For most beginners, Fidelity is the right answer — no gimmicks, no monthly fees, no PFOF, and a $0 minimum. If you specifically want automated investing without thinking about it, M1 Finance wins on structure. If you’re starting with less than $50 and need the friction of round-ups to save at all, Acorns makes sense — just understand the fee math and move to a lower-cost platform once your balance grows past a few thousand dollars.

If you’re not sure what to actually buy once you open an account, our guide on how to start investing with $100 walks through first-move decisions without assuming you already know what an index fund is.

Our Pick: Fidelity for most beginners, M1 Finance for set-it-and-forget-it portfolio automation. Open a Fidelity account →

FAQs

Are investment apps safe?

All seven apps on this list are SEC-registered and SIPC members. SIPC protects up to $500,000 in securities and cash (up to $250,000 cash) if the broker fails. That said, SIPC does not protect against market losses — if your investments drop in value, that’s investment risk, not brokerage risk.

What’s the best investment app with no minimum?

Fidelity, Robinhood, Webull, SoFi, Stash, and Acorns all have $0 minimums to open an account. M1 Finance requires $100 for taxable accounts.

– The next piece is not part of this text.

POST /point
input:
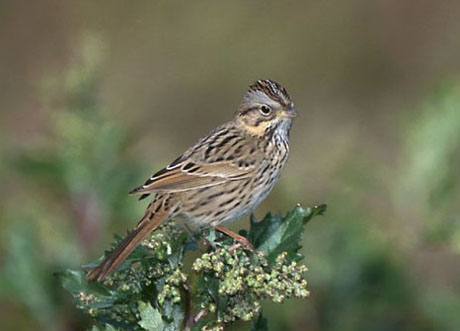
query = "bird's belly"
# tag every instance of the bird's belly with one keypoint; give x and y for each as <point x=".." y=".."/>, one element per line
<point x="222" y="204"/>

Do any of these apps charge hidden fees?

The main hidden cost on “free” apps is payment for order flow (Robinhood, Webull). Acorns and Stash have flat monthly fees that look small but represent high percentage costs on small balances. Expense ratios on the underlying ETFs are a separate, ongoing cost — usually 0.03–0.20% for index ETFs.

This article is for informational purposes only and is not financial advice. Investing involves risk, including possible loss of principal.